Agriculture educators teach the next generation about the future of our food supply. Their instruction happens both in the classroom and in the field, developing lesson plans and instructional materials on improving the quality of and developing strategies to manage agriculture, food and natural resources. Agriculture teachers may lead their classes through laboratory experiments on greenhouse, farm, meat and feeding centers, maintaining a school garden, or conducting field visits. Agriculture teachers are able to apply many disciplines to student learning, including science, business, and technology of plant and animal production, as well as the environmental and natural resources systems. They cultivate students to become farmers, business owners, scientists, and pursue other careers in agriculture. Many agriculture teachers incorporate FFA (Future Farmers of America), a multi-discipline student organization for those interested in agriculture and leadership. FFA is one of the three components of agricultural education. The National Council for Agricultural Education is the main leadership organization for shaping and strengthening school-based agricultural education at all levels in the United States.

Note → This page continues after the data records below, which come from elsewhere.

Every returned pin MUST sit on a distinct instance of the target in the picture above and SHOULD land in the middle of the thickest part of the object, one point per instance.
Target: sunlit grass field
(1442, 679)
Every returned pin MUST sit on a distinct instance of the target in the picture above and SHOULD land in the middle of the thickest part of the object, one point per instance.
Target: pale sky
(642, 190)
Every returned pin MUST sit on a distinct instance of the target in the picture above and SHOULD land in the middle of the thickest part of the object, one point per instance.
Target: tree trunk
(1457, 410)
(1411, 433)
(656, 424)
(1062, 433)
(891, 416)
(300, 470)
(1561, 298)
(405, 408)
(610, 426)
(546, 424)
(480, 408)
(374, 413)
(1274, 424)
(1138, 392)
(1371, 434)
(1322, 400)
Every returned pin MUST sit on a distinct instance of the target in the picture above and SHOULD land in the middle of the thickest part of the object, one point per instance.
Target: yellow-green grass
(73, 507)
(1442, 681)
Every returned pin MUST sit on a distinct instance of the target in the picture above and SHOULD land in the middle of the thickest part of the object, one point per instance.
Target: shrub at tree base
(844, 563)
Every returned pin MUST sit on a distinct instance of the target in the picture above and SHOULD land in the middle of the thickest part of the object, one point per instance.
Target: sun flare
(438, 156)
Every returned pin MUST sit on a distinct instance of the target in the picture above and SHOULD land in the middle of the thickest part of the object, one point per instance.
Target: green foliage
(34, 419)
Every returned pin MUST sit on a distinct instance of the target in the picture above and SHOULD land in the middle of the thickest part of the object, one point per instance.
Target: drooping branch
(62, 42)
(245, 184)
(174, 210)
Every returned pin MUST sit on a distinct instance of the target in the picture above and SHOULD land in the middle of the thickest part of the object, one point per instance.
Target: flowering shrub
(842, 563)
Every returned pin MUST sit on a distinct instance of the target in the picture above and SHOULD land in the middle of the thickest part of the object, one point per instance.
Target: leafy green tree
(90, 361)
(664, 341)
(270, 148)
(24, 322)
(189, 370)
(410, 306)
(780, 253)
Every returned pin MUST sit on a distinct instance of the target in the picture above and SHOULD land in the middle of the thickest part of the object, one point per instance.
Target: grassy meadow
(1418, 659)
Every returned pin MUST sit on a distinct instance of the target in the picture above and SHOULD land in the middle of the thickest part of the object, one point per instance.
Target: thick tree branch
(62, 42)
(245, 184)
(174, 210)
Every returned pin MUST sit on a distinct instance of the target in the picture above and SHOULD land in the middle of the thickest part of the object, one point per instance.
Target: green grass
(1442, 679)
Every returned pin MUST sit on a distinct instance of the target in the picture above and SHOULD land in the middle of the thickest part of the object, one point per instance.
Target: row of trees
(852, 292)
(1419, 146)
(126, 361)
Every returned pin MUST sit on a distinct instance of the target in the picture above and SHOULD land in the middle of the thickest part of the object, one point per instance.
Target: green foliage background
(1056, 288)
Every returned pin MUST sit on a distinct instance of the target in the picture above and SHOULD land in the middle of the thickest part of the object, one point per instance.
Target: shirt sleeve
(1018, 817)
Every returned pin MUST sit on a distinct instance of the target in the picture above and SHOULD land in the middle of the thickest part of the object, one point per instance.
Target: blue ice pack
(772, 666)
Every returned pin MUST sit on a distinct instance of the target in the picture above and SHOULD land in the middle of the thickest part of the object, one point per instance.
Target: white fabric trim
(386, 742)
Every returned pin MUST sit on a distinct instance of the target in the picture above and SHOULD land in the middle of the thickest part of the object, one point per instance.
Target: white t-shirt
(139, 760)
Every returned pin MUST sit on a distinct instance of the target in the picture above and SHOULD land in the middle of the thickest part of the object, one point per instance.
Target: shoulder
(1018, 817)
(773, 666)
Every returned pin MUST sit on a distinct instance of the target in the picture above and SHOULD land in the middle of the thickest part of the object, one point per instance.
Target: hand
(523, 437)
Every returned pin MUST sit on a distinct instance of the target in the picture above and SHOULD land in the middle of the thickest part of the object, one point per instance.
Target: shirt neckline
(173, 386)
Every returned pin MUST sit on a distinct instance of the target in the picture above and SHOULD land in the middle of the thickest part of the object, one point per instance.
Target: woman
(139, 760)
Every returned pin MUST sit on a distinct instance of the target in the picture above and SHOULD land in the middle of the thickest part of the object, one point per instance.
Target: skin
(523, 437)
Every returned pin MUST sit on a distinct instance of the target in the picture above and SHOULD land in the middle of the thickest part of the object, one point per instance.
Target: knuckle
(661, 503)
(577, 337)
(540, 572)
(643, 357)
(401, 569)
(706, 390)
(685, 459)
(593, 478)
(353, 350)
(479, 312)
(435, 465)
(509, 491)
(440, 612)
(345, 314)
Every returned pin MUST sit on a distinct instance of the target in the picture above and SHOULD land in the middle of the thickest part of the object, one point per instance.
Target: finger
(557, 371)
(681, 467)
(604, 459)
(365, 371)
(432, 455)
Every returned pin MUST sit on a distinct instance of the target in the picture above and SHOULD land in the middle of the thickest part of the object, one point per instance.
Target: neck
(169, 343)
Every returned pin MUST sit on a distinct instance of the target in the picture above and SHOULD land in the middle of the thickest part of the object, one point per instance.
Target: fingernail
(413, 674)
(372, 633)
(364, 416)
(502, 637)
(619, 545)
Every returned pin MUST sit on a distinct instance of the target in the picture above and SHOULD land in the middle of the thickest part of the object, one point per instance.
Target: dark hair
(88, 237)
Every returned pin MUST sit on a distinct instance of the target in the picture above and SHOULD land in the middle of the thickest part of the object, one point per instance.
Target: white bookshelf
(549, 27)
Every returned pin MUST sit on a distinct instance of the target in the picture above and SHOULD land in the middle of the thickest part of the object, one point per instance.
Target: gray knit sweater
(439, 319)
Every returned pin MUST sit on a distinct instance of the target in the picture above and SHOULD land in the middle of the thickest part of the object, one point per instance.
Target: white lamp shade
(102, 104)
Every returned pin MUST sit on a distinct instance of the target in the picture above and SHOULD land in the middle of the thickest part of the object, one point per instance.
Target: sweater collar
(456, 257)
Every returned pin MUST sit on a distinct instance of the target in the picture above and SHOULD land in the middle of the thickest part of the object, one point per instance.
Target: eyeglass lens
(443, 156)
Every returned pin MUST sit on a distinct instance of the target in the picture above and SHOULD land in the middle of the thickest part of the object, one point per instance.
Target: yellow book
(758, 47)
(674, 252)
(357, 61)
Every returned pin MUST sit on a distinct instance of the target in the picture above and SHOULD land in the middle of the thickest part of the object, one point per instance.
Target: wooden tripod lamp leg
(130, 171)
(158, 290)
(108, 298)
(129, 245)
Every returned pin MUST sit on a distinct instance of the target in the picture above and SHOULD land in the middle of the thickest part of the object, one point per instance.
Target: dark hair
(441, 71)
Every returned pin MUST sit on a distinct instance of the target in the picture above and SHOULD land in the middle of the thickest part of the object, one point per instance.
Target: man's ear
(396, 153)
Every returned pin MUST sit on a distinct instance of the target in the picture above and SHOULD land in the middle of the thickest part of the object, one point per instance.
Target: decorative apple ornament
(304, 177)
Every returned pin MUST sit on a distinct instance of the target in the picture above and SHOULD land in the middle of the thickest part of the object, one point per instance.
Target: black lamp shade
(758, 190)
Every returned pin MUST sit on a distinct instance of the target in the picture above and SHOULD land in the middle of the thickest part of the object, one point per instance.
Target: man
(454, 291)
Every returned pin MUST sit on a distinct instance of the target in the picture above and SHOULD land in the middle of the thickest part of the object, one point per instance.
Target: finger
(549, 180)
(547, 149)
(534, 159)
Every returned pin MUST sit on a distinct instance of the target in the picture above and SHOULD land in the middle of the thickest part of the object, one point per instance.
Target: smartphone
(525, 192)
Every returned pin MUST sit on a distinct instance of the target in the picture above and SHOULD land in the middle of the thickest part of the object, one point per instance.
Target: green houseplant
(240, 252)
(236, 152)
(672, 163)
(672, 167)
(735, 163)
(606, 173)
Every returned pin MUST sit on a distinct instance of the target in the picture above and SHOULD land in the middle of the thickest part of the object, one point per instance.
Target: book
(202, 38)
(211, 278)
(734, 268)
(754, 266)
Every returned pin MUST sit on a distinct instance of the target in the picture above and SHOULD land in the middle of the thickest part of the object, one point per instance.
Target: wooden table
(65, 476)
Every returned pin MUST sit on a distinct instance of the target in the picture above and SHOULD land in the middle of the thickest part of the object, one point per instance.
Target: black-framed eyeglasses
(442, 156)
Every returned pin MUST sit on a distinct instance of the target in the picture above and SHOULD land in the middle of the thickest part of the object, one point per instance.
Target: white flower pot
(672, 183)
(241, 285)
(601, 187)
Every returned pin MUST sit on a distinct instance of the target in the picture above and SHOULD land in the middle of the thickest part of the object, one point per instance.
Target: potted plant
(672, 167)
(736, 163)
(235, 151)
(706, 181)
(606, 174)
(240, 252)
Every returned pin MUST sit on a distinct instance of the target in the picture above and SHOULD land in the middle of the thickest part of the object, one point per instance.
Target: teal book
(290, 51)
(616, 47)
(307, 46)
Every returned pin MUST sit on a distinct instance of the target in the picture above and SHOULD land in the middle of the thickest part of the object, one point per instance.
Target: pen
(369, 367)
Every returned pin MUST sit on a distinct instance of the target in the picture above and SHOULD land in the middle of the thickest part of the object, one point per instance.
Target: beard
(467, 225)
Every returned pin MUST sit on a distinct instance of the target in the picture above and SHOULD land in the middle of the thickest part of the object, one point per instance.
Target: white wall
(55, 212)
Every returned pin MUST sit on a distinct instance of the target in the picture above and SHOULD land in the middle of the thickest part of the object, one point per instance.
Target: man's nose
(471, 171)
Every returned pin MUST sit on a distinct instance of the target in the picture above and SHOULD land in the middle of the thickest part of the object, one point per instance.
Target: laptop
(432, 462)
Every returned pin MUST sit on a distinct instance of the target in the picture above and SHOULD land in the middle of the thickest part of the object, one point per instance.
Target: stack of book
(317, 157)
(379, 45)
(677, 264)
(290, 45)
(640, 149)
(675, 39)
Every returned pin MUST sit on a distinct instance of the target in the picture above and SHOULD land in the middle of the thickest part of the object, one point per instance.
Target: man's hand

Family and consumer science educators focus on the science and art of living and working well. They teach children and youth how to prepare their futures as family members and professionals. They instruct middle and high school students about eating healthy meals, how to manage money, and how to sew and design clothing. This instruction helps students to form better friendships, create stronger families, and better care for their children so they grow up healthy and strong. Family and consumer science educators may also teach adults about nutrition and food safety, retirement planning, consumer economics, and family relationships.
Family and consumer sciences education is a broad program that empowers individuals and families across the life span to manage the challenges of living and working in a diverse, global society. Teaching in this field also helps develop critical thinking skills through practical applications in real-life situations. As a family and consumer science educator, you will turn students into accomplished problem-solvers and informed decision makers, able to assume their places in the family and in the economic workforce as effective producers and consumers.
Education and Training
Educators need a bachelor’s degree in agriculture, family and consumer science, child and family studies, or other similar majors. Along with a degree, additional education courses and practice teaching to obtain a teaching certificate is necessary. Studies can continue in a graduate program to pursue careers in food and nutrition, agriculture, research, supervisory positions, and college teaching.
Learn more about this career path with the Agricultural and Extension Education concentration at Louisiana State University. These schools offer specific Family and Consumer Science degrees: Southern University, Nicholls State University, and Southeastern Louisiana University.